— Вытирайте ноги, — Никифоров кивком показал на кусок мешковины, брошенный перед окрашенным суриком крылечком, — поаккуратней.
Сам он скинул старенькие, запачканные землей кеды, в которых работал, и остался в грубых носках, протертых на пятках.
— Прикажешь и нам снять туфли? — спросила Лариса. — Как в музей идем…
— Смеешься… А когда б знали, какая тут развалюха была… когда мы с Мариной вселились, — Никифоров говорил отрывисто, недовольно, не скрывая своей досады: оторвали от работы, будут выговаривать, поучать. — Нам от Марининого деда в наследство досталась. И все — своими руками… до последнего гвоздя.
— Я сейчас распла́чусь, — сказала Лариса; даже вся прелесть этой загородной весны не смягчила ее.
Однако же домик Никифорова и внутри вызывал не меньшее удивление, особенно если принять во внимание, с чего он с женой начинал. Это был как бы макет современного полированного жилища, квартирный рай в миниатюре, вылизанный, как выставочный экспонат. По необходимости мебель в маленьких комнатках — передняя, столовая, спальня, кухонька — была размещена с учетом каждого сантиметра: свободного пространства в этом засилии мебели (портативный столовый гарнитур, спальный гарнитур) почти не оставалось. И игрушечной выглядела выложенная кафелем кухонька с двухконфорной плитой, с подвешенным холодильником, с белыми эмалированными мал-мала меньше кастрюлями на полке, с алюминиевыми, начищенными до лунного сияния сковородками.

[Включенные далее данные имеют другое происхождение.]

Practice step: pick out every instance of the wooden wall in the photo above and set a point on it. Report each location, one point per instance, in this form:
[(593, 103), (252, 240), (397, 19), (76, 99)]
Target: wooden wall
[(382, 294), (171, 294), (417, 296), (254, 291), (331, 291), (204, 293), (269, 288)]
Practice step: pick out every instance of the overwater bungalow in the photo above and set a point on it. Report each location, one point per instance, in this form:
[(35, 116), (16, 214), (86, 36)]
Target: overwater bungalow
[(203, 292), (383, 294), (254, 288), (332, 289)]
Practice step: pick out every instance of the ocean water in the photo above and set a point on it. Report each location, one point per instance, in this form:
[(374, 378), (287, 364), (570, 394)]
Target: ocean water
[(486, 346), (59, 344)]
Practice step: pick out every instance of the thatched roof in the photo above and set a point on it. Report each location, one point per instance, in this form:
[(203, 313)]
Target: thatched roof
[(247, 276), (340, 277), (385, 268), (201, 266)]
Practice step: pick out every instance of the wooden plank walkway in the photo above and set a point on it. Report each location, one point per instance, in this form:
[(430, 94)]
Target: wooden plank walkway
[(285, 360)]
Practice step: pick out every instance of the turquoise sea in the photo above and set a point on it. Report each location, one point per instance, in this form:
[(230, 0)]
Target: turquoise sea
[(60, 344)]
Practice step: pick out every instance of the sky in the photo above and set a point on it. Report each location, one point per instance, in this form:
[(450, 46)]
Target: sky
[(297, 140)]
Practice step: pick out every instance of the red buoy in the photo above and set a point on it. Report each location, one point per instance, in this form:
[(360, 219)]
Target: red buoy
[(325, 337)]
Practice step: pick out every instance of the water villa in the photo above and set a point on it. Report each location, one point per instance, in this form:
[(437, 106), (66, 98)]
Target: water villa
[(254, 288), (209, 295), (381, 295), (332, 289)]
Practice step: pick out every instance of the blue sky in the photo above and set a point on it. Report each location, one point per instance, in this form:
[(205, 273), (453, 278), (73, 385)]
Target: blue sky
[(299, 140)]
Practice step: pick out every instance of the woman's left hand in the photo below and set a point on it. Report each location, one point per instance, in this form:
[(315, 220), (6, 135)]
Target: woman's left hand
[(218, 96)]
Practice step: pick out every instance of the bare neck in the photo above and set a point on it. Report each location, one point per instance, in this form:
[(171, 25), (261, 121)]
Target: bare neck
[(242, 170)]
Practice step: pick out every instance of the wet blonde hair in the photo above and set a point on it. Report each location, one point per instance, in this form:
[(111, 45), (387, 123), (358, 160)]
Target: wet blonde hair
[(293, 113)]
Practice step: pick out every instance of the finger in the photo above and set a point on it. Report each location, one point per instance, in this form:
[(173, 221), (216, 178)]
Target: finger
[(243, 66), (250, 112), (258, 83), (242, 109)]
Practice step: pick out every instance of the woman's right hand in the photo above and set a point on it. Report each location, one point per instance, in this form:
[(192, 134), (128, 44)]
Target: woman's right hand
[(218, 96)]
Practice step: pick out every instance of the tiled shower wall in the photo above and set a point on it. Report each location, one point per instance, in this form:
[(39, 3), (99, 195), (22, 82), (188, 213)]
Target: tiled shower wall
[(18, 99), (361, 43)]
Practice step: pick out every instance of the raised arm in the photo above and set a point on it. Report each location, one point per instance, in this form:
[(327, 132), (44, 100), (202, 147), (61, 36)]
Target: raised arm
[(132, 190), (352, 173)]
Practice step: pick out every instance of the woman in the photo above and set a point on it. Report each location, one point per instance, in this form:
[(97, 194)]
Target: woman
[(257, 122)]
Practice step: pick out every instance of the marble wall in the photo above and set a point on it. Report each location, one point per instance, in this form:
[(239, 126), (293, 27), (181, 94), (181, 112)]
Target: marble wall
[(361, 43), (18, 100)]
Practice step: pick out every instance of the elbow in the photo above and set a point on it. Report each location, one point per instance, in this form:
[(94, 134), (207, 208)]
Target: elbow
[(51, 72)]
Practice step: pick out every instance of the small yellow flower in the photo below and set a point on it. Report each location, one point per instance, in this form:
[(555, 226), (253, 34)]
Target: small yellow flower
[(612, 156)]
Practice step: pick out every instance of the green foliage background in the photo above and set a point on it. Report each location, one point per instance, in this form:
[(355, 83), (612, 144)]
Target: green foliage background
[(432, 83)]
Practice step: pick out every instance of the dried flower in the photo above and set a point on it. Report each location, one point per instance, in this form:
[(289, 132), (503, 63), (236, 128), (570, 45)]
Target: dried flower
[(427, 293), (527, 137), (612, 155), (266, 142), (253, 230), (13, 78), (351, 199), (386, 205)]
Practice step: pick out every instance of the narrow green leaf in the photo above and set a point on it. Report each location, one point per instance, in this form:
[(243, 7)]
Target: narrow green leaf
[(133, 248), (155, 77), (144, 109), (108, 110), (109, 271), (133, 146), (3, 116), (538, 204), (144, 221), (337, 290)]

— Ну, Андрюша, ты даешь! — восклицал Хлебников, по-детски изумленно озираясь своими прозрачными глазами.
— А чего даешь?.. — отзывался Никифоров, сутулый, длиннорукий, с редкой растительностью на темени, и не старый еще (лет на пять-шесть всего старше Хлебникова), а уже лысеющий. — Каждый может, если захочет. Мы с. Мариной без выходных вкалываем…
— И долго вы так, давно? — осведомилась с опасным спокойствием Лариса; в ее взгляде не было ни сочувствия, ни простого, казалось, интереса.
— Скоро четыре года, как мы поженились… Все своими руками, — повторил Никифоров.
— Можно сказать, герои труда, — сказала Лариса.
— В запрошлом году мы к ее предкам в деревню ездили, — будто не расслышал Никифоров; бесшумно, в носках ступал он, следуя позади и тоже поглядывая по сторонам — ревниво и почему-то беспокойно. — Папаша ее на заслуженный отдых тогда уходил… Два дня гуляли. Перепились все, как скоты… Чего хорошего?
— А где же твоя Марина? — спросил Хлебников.
— Калымит. На одну зарплату разве поднимешь такое?
Никифоров шагнул к окну и задернул ситцевые, в розовую полоску, занавески, оберегая свою кухоньку от стороннего любопытства.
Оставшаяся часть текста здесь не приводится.